Então, reformulo meu ponto de partida: como me escrever? É possível para uma travesti escrever? É possível escrever sem se passar por macho? Como me escrever nesse mundo? Como me inscrever? A academia tem medo de nós. Gosto do Preciado: somos monstros que vos falam². Nossa monstruosidade chega antes dos nossos títulos acadêmicos, e por isso mesmo em qualquer apresentação minha, travesti e mãe-de-santo, ou pelo menos makumbeira, vêm na frente da graduação. Quando entramos pela porta das casas da ciência, nossos marcadores sociais são vistos antes dos nossos dizeres. Por isso, escrever desde a América Latina, escrever desde a minha travestilidade, escrever desde meu chão de terreiro acrescenta algo ao meu discurso de psicanalista: não só recuso o saber da UNIversidade, mas o interrogarei desde meu semblante de objeto a, sim, mas mais ainda desde meu semblante monstruoso de travesti latina e makumbeira. O saber que tenho a dar… ou melhor, o saber que tenho a falar (porque não se trata de mercadoria) é outro. Não é UNI, não é uno. Não tem o ponto final, nem as reticências da universidade. Tem ponto de interrogação? Às vezes, de exclamação! 

Tem eu mesma! E não me cobre neutralidade, porque não acredito nela, nem para a clínica, nem para a ciência.

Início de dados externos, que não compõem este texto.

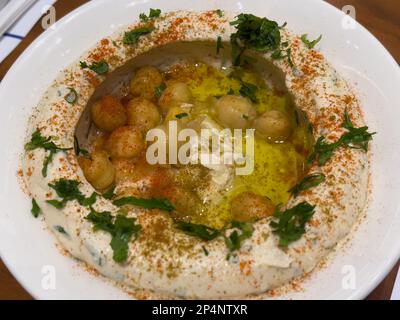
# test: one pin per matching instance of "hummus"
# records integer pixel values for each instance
(179, 265)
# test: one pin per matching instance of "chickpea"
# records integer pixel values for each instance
(143, 113)
(249, 206)
(145, 82)
(125, 142)
(235, 112)
(273, 125)
(98, 170)
(108, 114)
(174, 95)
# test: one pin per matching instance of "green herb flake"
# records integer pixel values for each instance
(109, 194)
(162, 204)
(72, 96)
(121, 229)
(357, 138)
(132, 37)
(100, 67)
(307, 183)
(182, 115)
(310, 44)
(68, 190)
(248, 90)
(154, 13)
(290, 224)
(198, 230)
(35, 209)
(37, 142)
(160, 89)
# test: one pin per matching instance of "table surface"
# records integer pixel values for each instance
(382, 18)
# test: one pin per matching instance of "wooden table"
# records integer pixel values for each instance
(382, 18)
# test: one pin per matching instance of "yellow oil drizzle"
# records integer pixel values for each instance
(278, 167)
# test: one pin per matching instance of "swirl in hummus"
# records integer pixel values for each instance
(197, 231)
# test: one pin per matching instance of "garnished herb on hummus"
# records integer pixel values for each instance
(248, 90)
(198, 230)
(68, 190)
(160, 89)
(132, 37)
(260, 34)
(80, 151)
(182, 115)
(242, 231)
(100, 67)
(308, 183)
(357, 138)
(37, 142)
(290, 224)
(72, 96)
(162, 204)
(122, 229)
(154, 13)
(219, 44)
(35, 209)
(310, 44)
(109, 194)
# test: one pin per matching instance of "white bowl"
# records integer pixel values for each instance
(29, 250)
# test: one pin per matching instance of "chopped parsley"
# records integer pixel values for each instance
(154, 13)
(80, 151)
(162, 204)
(248, 90)
(252, 32)
(35, 209)
(68, 190)
(219, 44)
(310, 44)
(308, 183)
(160, 89)
(61, 230)
(290, 224)
(357, 138)
(72, 96)
(132, 37)
(198, 230)
(109, 194)
(121, 229)
(182, 115)
(100, 67)
(37, 142)
(219, 12)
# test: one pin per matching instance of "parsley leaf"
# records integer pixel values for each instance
(132, 37)
(357, 138)
(35, 208)
(235, 239)
(100, 67)
(181, 115)
(72, 96)
(310, 44)
(219, 44)
(80, 151)
(68, 190)
(198, 230)
(255, 33)
(162, 204)
(121, 230)
(37, 142)
(290, 224)
(109, 194)
(154, 13)
(308, 183)
(248, 90)
(160, 89)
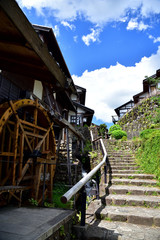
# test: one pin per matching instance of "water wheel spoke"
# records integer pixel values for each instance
(25, 130)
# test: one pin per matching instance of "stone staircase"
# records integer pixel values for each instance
(130, 197)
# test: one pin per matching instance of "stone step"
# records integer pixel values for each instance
(120, 156)
(133, 190)
(133, 200)
(135, 215)
(124, 167)
(133, 176)
(136, 182)
(125, 171)
(121, 161)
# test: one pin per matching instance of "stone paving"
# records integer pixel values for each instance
(104, 230)
(31, 223)
(129, 207)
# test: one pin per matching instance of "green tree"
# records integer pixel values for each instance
(102, 130)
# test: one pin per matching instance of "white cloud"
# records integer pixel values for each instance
(155, 40)
(56, 31)
(92, 37)
(75, 38)
(134, 24)
(97, 12)
(66, 24)
(108, 88)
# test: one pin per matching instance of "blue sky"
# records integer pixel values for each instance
(109, 45)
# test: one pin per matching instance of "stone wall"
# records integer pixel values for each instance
(140, 117)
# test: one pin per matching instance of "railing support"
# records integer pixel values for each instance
(97, 181)
(83, 206)
(105, 173)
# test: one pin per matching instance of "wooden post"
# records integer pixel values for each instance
(68, 158)
(21, 154)
(44, 179)
(15, 153)
(83, 207)
(37, 179)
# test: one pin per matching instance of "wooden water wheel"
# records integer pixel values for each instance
(27, 147)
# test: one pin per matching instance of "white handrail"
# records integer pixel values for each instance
(71, 192)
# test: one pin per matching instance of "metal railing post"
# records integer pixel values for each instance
(83, 206)
(105, 174)
(97, 181)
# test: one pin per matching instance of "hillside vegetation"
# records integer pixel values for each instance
(142, 124)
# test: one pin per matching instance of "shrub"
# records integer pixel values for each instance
(149, 153)
(114, 127)
(118, 134)
(145, 134)
(102, 130)
(124, 138)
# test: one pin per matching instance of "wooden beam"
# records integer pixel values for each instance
(33, 125)
(23, 26)
(22, 129)
(30, 160)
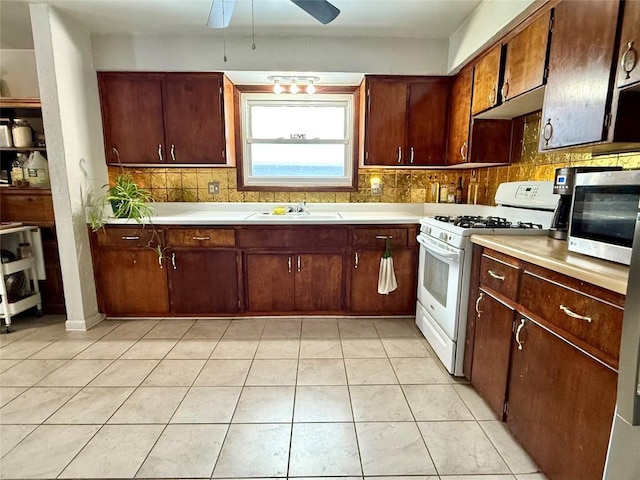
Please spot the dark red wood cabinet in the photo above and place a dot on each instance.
(162, 118)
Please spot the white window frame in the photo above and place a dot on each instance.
(321, 182)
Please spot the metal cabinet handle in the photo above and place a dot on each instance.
(505, 89)
(518, 330)
(547, 132)
(463, 151)
(571, 314)
(493, 274)
(478, 311)
(629, 60)
(492, 96)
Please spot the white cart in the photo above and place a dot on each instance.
(16, 236)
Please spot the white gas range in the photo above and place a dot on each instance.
(526, 208)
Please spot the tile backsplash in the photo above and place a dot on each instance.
(399, 186)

Aliás, vocês também não acreditam nela, a não ser que se trate da pseudoneutralidade dos homens brancos em seus escritórios de Paris. Quando qualquer uma de nós falar, seja preta, trans… muitas vezes, basta ser mulher. Quando qualquer uma de nossas dissidências falar, vocês dirão: “é subjetivo demais”, “não tem rigor”, “essa é a sua experiência”. Não temos validade científica, não temos validade acadêmica. E não sei minhas irmãs, mas eu nem as quero. Sou tudo isso e muito mais, sou o monstro que vos fala, e vocês mesmos sabem disso, fazem questão de reiterar. Meu saber não é o da UNIversidade, e a vida me formou travesti e makumbeira muito mais que psicóloga. O que tenho a dizer e fazer é muito pouco fruto do estranho recorte que é minha formação acadêmica. Devo tudo à vida, e se me apresento assim, é porque um curriculum vitae na América Latina não pode ser um curriculum pars vitae. Minha vida não tem partes, minha fala não tem partes, minha escrita não tem partes. A Academia fechou as portas para o mundo lá fora - não precisa muito para ver isso - mas se entramos, entramos Todas. 


¹ Semiótica psicanalítica - clínica da cultura, Cogeae, PUC-SP.